Cómo quitar el olor a humedad paso a paso

  1. Vacía completamente el cajón.
  2. Comprueba si los objetos guardados también tienen olor.
  3. Retira el cajón del mueble si el diseño lo permite.
  4. Inspecciona fondo, esquinas y uniones.
  5. Busca señales de humedad o moho.
  6. Retira polvo y residuos con una microfibra seca o cepillo suave.
  7. Déjalo airearse durante varias horas en un espacio seco y ventilado.
  8. Si está sucio y el acabado admite limpieza húmeda, mezcla 500 ml de agua templada con 2-3 gotas de lavavajillas suave.
  9. Humedece una microfibra y escúrrela perfectamente.
  10. Limpia rápidamente sin empapar la madera.
  11. Retira cualquier residuo de detergente si es necesario.
  12. Seca inmediatamente.
  13. Mantén el cajón abierto hasta que esté completamente seco.
  14. Si queda un ligero olor y el material lo permite, coloca un recipiente con unas cucharadas de bicarbonato durante 12-24 horas, sin contacto directo con la madera.
  15. Retíralo y vuelve a ventilar.
  16. Limpia y revisa también el hueco donde se coloca el cajón.
  17. Comprueba la pared y la parte posterior del mueble.
  18. Introduce nuevamente solo objetos perfectamente secos.

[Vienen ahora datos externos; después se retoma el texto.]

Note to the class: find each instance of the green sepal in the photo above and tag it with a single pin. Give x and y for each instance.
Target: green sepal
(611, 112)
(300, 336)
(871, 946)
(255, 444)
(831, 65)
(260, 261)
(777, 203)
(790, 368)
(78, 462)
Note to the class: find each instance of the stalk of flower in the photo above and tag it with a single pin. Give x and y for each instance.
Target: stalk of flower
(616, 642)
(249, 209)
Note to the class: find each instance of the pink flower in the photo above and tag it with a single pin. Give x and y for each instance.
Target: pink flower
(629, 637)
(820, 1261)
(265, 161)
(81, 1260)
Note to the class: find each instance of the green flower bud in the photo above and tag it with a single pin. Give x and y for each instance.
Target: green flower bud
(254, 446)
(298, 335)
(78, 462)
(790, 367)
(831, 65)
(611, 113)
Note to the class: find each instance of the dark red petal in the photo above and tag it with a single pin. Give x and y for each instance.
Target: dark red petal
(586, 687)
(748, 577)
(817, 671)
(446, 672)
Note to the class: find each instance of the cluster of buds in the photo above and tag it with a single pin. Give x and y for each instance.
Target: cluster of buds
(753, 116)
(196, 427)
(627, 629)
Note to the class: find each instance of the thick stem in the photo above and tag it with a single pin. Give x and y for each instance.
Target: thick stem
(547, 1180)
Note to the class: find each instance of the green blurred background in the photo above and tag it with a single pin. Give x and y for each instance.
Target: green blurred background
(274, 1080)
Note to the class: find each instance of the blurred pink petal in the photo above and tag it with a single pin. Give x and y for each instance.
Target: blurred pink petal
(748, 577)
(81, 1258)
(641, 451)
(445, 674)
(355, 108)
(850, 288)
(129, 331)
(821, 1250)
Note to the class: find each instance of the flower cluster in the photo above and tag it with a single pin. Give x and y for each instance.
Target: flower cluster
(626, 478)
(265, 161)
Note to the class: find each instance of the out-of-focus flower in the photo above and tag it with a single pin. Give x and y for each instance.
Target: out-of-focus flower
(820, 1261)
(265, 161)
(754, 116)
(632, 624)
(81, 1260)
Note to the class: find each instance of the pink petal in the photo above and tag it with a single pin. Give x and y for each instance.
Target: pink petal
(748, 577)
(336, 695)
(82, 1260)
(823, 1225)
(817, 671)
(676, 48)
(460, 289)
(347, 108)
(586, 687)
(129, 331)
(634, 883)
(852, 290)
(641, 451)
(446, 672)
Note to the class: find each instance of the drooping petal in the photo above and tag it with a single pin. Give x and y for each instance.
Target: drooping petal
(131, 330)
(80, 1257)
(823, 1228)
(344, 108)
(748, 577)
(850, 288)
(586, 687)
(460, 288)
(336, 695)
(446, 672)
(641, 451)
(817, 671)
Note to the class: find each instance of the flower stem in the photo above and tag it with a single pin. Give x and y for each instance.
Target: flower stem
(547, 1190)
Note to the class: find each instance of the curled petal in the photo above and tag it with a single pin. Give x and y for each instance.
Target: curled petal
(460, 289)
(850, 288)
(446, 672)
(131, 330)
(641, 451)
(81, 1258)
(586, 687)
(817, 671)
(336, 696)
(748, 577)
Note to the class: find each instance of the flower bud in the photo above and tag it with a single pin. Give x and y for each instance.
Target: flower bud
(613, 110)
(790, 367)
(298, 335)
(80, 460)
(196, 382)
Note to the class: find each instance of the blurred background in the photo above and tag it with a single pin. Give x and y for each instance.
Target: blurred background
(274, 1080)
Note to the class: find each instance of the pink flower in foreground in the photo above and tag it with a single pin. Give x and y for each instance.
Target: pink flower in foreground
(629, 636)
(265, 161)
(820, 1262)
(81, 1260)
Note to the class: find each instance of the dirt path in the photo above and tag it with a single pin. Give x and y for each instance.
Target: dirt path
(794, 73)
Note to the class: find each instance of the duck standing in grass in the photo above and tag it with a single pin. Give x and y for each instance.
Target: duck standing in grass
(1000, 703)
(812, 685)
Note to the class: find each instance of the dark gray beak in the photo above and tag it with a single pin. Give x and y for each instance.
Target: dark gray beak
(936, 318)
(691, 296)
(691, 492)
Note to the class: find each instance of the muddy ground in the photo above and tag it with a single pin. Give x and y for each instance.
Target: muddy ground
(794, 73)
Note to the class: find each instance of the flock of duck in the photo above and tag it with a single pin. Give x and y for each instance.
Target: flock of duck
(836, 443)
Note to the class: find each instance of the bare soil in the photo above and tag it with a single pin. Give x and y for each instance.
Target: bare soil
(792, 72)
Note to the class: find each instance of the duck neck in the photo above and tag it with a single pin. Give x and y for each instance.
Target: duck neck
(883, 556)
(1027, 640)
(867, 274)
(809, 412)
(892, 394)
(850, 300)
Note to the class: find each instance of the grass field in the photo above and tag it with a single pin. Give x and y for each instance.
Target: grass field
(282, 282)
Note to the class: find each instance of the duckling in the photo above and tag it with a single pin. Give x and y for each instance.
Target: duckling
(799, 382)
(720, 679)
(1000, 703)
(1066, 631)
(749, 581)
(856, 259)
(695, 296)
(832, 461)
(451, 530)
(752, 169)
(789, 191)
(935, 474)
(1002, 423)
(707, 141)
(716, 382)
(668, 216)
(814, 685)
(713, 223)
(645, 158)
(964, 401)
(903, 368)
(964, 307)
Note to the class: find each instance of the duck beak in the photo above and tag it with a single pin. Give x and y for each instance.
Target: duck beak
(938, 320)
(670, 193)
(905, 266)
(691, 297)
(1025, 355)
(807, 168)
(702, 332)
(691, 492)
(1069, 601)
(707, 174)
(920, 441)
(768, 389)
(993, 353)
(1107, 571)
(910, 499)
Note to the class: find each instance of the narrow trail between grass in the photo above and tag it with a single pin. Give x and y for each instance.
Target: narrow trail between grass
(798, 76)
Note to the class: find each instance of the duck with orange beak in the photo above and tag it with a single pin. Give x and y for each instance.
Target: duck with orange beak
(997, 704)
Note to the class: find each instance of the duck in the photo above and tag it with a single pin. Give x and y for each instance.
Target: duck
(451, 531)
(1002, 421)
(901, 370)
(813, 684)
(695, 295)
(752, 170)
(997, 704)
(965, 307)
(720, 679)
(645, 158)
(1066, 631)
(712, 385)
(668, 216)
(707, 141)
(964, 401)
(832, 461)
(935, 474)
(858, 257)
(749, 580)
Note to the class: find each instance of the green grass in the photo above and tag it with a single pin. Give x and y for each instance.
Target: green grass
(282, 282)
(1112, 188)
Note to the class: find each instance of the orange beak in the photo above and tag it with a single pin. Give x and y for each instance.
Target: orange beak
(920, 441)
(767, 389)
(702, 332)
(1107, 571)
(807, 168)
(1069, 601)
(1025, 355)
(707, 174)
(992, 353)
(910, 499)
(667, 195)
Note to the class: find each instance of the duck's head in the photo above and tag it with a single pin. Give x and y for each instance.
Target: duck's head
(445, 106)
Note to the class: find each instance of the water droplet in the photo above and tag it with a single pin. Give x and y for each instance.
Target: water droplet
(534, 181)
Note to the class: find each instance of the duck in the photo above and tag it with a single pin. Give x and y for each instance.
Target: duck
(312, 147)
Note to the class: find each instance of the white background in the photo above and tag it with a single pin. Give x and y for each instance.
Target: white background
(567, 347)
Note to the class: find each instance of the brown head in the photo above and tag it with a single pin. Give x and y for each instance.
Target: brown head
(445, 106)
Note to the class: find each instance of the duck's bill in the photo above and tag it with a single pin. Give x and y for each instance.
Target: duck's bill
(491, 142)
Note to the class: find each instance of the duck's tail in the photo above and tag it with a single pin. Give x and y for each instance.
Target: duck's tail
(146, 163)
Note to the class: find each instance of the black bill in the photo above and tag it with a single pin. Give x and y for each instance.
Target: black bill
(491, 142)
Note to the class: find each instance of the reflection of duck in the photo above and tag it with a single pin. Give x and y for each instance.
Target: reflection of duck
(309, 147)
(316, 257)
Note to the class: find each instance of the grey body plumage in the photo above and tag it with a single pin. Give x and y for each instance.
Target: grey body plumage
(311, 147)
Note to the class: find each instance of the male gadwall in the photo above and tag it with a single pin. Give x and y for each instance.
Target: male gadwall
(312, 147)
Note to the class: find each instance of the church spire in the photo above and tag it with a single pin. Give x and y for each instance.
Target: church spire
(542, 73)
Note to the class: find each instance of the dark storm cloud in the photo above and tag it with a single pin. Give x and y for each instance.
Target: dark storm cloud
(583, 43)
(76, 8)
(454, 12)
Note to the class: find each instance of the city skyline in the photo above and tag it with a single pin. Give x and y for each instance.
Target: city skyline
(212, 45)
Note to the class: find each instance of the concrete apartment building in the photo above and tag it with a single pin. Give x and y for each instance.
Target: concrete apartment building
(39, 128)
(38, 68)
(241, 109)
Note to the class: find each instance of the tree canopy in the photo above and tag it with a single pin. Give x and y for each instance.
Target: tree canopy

La antigua costumbre que merece conservarse es especialmente sencilla: cuando la madera olía a humedad, primero se vaciaba y se dejaba respirar. El objetivo no era conseguir que oliera a perfume, sino conseguir que estuviera realmente limpia y seca.

Preguntas frecuentes

¿Cuánto tiempo debo dejar abierto el cajón?

Empieza con varias horas y prolonga la ventilación si sigue existiendo humedad. Debe estar completamente seco antes de volver a utilizarlo.

¿Puedo utilizar bicarbonato?

Para un olor residual puede colocarse en un recipiente abierto durante unas 12-24 horas, evitando echarlo directamente sobre madera delicada.

¿Puedo limpiar el cajón con vinagre?

No lo utilices automáticamente. Algunos acabados pueden verse afectados. Consulta las instrucciones del fabricante y prueba cualquier producto nuevo en una zona poco visible.

¿Por qué vuelve el olor después de unos días?

Probablemente existe una fuente de humedad que no se ha solucionado: ropa húmeda, condensación, una pared fría, filtraciones o poca ventilación.

¿Puedo secarlo con un secador?

Es preferible una ventilación natural o aire en movimiento sin calor intenso. El calor localizado puede afectar la madera y determinados acabados.

¿Qué hago si encuentro moho?

No lo trates simplemente como un problema de olor. Busca y corrige la fuente de humedad. Si la afectación es extensa, recurrente o la madera está deteriorada, puede ser necesaria una evaluación profesional.

¿Cómo evito que vuelva a ocurrir?

Guarda únicamente objetos completamente secos, evita sobrecargar el cajón, mantén el mueble en un ambiente razonablemente ventilado y revisa cualquier señal recurrente de humedad.